Butera is spearheading the program with Wes Wynens, director of the Leadership Education and Development Programs for Student Affairs and an adjunct professor in Tech’s School of Public Policy. Michael Macmillan, AE 11, served as assistant director during the early planning stages.
Grand Challenges students will occupy Howell Residence Hall on East Campus, determining their own community structure and governance policies. Collaboration will be the main focus of both residential life and the program’s two required courses.
In the fall, Wynens will helm a class aimed at developing the personal and interpersonal skills necessary for effective teamwork, taking an objective look at what makes healthy group dynamics and how to correct unhealthy ones. In the spring, Butera will help students put that knowledge to work via team projects focusing on big-picture issues. In lieu of a final exam, the groups will present pitches for funding to continue their work, earning grant money for travel or further research.
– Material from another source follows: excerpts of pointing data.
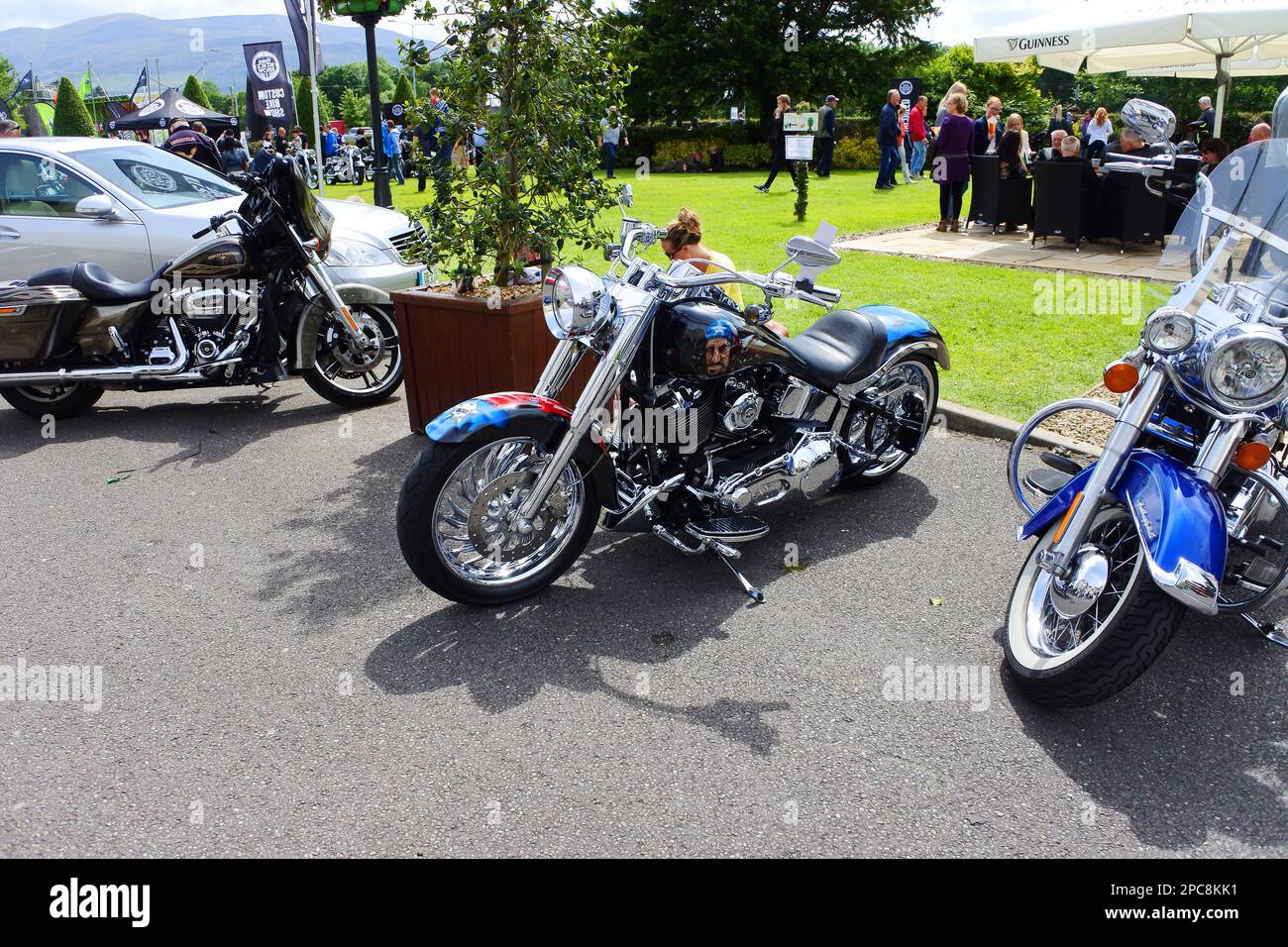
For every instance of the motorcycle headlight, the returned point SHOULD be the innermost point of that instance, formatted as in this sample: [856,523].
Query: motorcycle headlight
[351,253]
[1168,330]
[1247,368]
[571,298]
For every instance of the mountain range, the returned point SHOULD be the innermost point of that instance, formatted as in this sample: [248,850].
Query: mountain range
[116,46]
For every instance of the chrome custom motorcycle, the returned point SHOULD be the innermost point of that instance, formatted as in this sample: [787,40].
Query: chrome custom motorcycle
[733,418]
[243,307]
[1185,505]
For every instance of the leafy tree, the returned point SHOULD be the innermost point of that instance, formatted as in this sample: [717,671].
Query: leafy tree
[552,68]
[355,108]
[192,90]
[402,90]
[71,118]
[692,55]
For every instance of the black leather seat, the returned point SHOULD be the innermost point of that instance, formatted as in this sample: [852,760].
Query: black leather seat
[841,348]
[95,283]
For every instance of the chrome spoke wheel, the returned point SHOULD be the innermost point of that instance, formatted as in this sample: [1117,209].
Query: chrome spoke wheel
[907,392]
[478,531]
[361,368]
[1054,638]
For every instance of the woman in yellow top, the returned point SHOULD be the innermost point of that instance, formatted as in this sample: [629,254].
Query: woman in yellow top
[683,241]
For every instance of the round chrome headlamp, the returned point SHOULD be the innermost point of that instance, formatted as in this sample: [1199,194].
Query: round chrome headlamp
[571,299]
[1168,330]
[1247,368]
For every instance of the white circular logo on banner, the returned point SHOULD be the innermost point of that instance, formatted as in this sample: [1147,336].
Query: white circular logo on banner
[266,65]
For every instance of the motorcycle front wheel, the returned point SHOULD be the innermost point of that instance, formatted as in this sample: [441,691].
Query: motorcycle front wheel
[54,401]
[353,376]
[1073,663]
[460,530]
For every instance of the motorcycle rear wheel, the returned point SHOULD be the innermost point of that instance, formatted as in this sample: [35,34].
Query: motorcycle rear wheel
[1076,663]
[55,401]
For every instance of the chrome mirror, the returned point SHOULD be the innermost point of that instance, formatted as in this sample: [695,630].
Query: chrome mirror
[809,253]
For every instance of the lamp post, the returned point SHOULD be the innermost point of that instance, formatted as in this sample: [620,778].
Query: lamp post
[368,13]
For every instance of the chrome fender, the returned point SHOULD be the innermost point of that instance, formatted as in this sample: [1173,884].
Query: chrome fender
[1179,517]
[316,309]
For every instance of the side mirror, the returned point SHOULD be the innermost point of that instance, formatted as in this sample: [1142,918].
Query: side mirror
[809,253]
[95,206]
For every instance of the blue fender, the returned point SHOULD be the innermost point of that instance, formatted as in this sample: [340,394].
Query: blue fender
[1180,518]
[522,412]
[905,329]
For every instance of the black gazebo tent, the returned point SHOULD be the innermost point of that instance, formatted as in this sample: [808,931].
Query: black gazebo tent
[166,106]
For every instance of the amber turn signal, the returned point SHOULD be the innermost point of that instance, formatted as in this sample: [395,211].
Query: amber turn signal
[1121,376]
[1252,455]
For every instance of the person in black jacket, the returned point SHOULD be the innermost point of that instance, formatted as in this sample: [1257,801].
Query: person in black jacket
[777,142]
[192,145]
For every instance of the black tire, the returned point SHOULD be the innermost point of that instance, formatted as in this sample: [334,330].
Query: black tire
[863,478]
[73,399]
[318,381]
[1128,642]
[416,505]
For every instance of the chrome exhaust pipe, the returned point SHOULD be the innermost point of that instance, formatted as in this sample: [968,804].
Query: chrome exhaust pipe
[128,372]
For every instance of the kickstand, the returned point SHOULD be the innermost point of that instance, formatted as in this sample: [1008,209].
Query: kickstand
[1267,629]
[726,556]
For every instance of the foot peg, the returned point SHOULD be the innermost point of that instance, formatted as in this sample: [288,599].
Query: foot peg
[1270,630]
[738,528]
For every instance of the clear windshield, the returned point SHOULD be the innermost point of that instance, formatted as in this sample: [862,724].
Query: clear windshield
[1244,196]
[156,176]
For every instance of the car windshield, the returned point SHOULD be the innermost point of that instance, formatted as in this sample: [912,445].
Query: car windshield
[156,176]
[1250,187]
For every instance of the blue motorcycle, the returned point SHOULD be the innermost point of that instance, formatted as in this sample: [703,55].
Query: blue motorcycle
[698,415]
[1184,508]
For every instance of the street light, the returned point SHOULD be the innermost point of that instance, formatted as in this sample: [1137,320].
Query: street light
[368,13]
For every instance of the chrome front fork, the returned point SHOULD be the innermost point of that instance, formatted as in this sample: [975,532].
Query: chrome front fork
[1132,418]
[603,381]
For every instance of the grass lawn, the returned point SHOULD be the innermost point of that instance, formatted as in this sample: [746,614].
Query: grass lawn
[1006,359]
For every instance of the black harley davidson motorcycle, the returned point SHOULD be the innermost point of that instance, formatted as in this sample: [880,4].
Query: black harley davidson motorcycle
[246,307]
[697,416]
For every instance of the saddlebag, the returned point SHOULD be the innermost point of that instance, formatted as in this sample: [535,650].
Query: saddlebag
[38,321]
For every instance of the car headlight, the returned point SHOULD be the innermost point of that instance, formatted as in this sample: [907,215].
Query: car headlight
[1168,330]
[351,253]
[571,298]
[1247,368]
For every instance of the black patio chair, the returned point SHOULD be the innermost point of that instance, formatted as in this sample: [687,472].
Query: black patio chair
[1059,204]
[995,201]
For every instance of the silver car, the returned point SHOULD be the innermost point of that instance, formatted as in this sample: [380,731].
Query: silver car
[138,221]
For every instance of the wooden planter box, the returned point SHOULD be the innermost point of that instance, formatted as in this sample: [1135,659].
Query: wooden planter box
[458,348]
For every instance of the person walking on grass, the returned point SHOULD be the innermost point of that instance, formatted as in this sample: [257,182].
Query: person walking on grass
[610,136]
[917,132]
[777,142]
[952,162]
[888,141]
[825,136]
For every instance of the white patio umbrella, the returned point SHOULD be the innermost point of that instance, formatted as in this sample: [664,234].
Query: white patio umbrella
[1124,35]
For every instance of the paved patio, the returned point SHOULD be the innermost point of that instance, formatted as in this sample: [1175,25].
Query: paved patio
[1014,250]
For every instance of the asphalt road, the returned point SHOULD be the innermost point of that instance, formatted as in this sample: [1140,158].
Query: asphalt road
[275,682]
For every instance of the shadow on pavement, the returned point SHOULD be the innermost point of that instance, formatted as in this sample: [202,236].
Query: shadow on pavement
[645,603]
[205,433]
[1177,746]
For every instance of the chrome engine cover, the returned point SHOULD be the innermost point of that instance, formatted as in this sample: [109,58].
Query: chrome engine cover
[809,470]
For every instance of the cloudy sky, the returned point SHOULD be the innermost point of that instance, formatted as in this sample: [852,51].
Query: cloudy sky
[958,22]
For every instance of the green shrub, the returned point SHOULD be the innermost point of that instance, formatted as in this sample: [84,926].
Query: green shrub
[71,118]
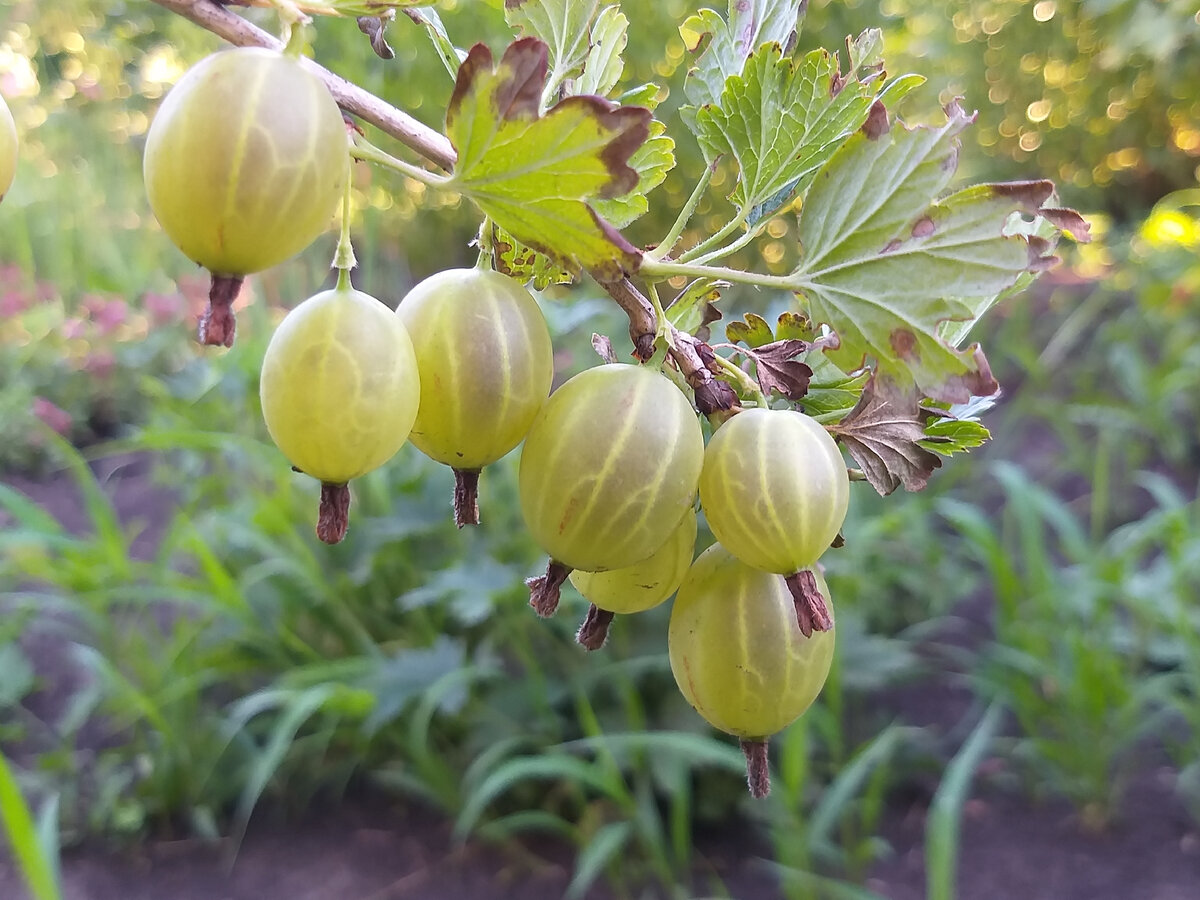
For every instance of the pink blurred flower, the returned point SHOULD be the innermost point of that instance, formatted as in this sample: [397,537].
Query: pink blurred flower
[13,303]
[54,417]
[101,364]
[165,309]
[111,316]
[73,329]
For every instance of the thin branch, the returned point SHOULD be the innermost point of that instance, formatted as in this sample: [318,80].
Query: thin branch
[712,395]
[418,137]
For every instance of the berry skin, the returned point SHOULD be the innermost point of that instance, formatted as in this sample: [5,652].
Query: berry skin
[643,585]
[9,148]
[610,467]
[245,161]
[737,652]
[486,363]
[340,385]
[774,489]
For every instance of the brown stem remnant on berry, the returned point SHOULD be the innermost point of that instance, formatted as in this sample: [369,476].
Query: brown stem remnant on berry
[217,325]
[811,612]
[466,497]
[544,589]
[334,517]
[757,772]
[594,630]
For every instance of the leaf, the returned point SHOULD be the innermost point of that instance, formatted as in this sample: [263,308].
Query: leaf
[513,258]
[832,393]
[695,307]
[534,174]
[781,120]
[753,331]
[373,27]
[563,25]
[885,433]
[943,826]
[600,850]
[727,45]
[450,55]
[652,161]
[605,66]
[603,346]
[948,436]
[407,676]
[885,265]
[778,370]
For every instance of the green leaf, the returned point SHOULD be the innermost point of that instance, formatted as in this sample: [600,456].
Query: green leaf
[885,264]
[36,864]
[783,119]
[535,174]
[600,850]
[652,161]
[694,307]
[942,827]
[832,393]
[605,66]
[563,25]
[450,55]
[754,331]
[727,45]
[885,433]
[515,259]
[953,436]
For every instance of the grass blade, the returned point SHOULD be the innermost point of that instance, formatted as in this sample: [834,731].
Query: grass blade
[946,811]
[33,856]
[591,863]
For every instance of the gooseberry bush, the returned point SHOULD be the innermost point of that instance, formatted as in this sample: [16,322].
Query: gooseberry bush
[246,162]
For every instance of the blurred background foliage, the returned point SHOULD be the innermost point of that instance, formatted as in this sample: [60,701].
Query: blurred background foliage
[165,667]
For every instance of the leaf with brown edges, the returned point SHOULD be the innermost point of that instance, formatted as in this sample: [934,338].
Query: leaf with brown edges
[537,175]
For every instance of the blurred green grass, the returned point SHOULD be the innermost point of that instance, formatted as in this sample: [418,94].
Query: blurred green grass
[244,663]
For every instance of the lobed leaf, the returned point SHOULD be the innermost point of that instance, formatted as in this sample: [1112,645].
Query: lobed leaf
[652,161]
[885,264]
[783,119]
[695,307]
[724,46]
[534,174]
[885,433]
[563,25]
[948,436]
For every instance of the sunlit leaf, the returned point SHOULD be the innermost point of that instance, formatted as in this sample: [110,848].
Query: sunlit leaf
[783,119]
[537,174]
[886,263]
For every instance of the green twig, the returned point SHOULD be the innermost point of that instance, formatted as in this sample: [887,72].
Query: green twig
[343,257]
[363,149]
[664,269]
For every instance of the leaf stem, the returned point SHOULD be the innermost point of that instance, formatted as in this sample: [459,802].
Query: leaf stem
[663,269]
[343,257]
[721,252]
[747,384]
[684,216]
[363,149]
[714,239]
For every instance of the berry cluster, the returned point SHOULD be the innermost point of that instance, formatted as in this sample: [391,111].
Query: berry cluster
[244,166]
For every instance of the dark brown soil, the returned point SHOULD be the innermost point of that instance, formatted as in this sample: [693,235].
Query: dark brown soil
[1009,849]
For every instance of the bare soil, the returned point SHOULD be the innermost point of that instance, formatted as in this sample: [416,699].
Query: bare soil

Butera has recruited at least 20 other Tech faculty members to lend their expertise. Each has pledged to drop by Howell twice a month for lunch with the Grand Challenges teams, but Butera hopes they’ll do more. The idea is to give students and professors the opportunity to make organic connections and split into interest groups, breaking down the barriers between faculty and students.
That’s just one of the ways the program models itself on the first goal of Tech’s Strategic Plan—to be among the most highly respected technology-focused learning institutions in the world—by enriching student experience, innovating instruction methods and developing the campus as a vibrant environment for living, working and playing.
The participants were all hand-picked from upwards of 2,500 accepted students. “A lot of people who don’t necessarily look good on paper are really successful here at Tech,” Macmillan says. “So even if they didn’t have a great score on their SAT or on their leadership involvement, there was still a really good chance that the activities that they did in high school matched up perfectly with the goals of the program.”
Before the Grand Challenges first-years had flipped the tassels of their high school graduation caps, many of them were already working to shape their new community at Tech, making introductions and hatching plans on the program’s Facebook page. By early summer, they were organizing group outings and a lending library.
The future classmates also sent Macmillan off in search of a piano—many of the incoming students play, or would like to learn. He found one, though he hasn’t quite figured out where they’re going to put it. That’s one of many questions the program will face during its first year—one of its own “grand challenges.” Another: What will the second year look like? Once a new freshman class is recruited, what of their predecessors’ legacy will prove useful, and what will be chucked?
Butera and Wynens hope to recruit some members of this year’s inaugural class as peer leaders for the 2013-14 group, but other than that, they’re not sure. And that’s almost the whole point. It’s the students who will shape the Grand Challenges program, make it great and propel it onward. It’s all in their hands—much like the future of the world itself.